What are climate markets?

  • By purchasing carbon credits, businesses and other entities can offset their carbon dioxide emissions through the activities of others, such as planting trees or conserving forests. This purchase may allow forest owners, both public and private, rural and urban, to gain financially from their contribution to the forest carbon sink.
  • Climate mitigation and forest resilience markets create economic incentives for environmental conservation on private lands, but many private lands have been kept out of markets due to barriers such as high start-up/enrollment costs, high acreage threshold requirements, lack of technical assistance, etc.
  • The Southern Group of State Foresters advocates for sustainable forest markets, including carbon/climate markets, to help safeguard the environmental, economic and societal benefits of forests. 

Why is this important?

  • As the South continues to grow, urbanization will have a drastic impact on our forests.

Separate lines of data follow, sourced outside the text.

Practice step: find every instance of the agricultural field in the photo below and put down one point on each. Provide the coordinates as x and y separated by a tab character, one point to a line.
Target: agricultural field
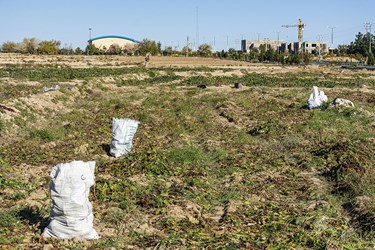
215	168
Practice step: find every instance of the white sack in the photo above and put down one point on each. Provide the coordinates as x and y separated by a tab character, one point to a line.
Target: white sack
316	98
123	131
71	212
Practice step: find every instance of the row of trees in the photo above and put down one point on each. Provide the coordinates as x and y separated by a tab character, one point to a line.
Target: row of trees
359	48
32	46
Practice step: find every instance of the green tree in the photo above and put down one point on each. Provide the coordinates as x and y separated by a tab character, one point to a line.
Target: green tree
28	45
361	45
114	49
168	51
149	46
185	50
9	47
49	47
371	59
204	50
78	51
91	49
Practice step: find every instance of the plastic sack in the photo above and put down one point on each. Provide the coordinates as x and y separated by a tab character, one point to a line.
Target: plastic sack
316	98
71	212
123	131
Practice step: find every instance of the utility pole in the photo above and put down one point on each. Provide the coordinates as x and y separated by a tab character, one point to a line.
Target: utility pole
369	48
320	38
214	45
367	28
197	38
278	42
332	35
88	50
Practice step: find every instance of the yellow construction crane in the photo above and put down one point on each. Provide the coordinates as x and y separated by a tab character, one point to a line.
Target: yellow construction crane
300	26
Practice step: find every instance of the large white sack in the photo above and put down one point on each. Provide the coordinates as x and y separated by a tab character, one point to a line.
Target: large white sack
71	212
123	131
316	98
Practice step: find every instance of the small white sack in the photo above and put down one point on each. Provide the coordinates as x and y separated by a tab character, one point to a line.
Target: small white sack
123	131
316	98
71	212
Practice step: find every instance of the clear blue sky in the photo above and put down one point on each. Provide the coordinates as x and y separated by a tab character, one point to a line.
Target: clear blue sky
171	21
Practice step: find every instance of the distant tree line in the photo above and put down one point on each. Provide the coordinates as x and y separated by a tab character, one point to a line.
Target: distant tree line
359	49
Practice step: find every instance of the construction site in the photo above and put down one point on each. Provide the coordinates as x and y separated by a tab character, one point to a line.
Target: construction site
314	47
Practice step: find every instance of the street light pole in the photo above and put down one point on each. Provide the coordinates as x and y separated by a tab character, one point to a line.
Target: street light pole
88	50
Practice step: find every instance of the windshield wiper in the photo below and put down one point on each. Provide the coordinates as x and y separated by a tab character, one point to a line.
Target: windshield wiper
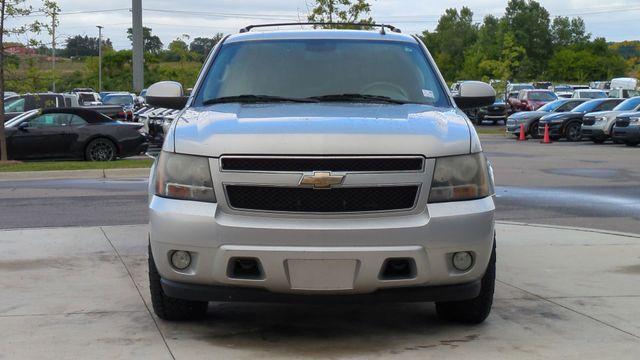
357	98
252	99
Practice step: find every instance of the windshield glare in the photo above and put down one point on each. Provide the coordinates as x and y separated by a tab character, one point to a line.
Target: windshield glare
541	96
301	69
552	105
629	104
117	100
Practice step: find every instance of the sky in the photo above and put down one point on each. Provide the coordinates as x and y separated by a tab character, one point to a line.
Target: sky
170	19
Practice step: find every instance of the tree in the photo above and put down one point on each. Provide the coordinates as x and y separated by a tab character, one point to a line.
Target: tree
85	46
341	11
202	46
11	9
568	32
152	43
454	34
529	22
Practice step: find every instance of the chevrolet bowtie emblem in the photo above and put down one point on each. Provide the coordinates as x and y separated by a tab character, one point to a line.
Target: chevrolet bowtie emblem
321	180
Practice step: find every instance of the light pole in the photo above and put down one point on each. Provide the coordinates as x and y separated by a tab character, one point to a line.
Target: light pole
99	58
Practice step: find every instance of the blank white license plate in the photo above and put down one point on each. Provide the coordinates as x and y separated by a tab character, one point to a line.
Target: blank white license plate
321	274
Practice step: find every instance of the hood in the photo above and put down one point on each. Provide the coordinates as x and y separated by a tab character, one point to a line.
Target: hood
560	116
528	115
321	129
609	113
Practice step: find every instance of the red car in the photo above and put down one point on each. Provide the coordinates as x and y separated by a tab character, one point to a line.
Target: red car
531	100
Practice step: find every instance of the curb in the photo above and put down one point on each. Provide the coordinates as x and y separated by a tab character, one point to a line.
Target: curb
75	174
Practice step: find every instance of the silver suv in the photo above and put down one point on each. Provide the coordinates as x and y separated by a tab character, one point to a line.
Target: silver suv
598	126
321	165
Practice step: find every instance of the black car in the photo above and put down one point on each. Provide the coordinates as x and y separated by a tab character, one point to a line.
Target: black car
72	133
495	112
568	124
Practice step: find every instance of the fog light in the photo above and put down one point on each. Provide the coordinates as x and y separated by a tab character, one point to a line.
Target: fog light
462	260
180	259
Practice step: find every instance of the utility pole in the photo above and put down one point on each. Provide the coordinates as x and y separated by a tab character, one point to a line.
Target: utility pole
138	46
99	58
53	49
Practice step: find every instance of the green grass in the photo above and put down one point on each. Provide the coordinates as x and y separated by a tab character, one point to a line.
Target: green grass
76	165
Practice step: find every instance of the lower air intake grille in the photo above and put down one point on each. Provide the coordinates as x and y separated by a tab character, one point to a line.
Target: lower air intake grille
298	199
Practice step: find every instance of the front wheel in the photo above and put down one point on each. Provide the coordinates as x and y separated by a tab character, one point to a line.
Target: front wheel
100	150
476	310
573	132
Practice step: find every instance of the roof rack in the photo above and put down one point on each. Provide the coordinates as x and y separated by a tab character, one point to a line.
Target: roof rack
381	26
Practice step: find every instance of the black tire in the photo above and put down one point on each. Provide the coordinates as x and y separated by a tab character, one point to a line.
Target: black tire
573	132
476	310
169	308
100	149
533	130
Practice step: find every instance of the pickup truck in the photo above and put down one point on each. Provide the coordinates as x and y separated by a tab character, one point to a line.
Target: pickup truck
323	166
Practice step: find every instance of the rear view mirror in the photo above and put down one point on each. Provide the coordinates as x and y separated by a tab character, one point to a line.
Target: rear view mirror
166	94
473	94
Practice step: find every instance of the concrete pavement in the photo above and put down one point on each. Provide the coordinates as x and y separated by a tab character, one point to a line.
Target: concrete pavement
83	293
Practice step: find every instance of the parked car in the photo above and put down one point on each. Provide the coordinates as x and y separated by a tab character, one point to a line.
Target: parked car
530	100
72	133
516	87
624	88
543	85
494	112
321	165
563	91
589	94
568	124
18	104
126	100
598	126
530	118
627	129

According to the U.S. Forest Service’s Southern Forest Futures Report, urbanization is threatening up to 23 million southern forest acres. 
  • Southern forests actively support clean air and water, wildlife habitat, community health and more, while over105 million southerners depend on the benefits provided by the roughly 245 million acres of remaining forestland.
  • With 86% the South’s forestland held mostly by private families and individuals, robust forest markets like these are necessary to help these families have the financial means to collectively keep the southern forest landscape intact.
  • $29 million from this announcement represents funding that has already been made available to states and territories to develop technical assistance programs that will connect underserved landowners to incentives, programs, and markets – including assisting landowners in understanding and navigating opportunities in emerging markets for climate mitigation or forest resilience.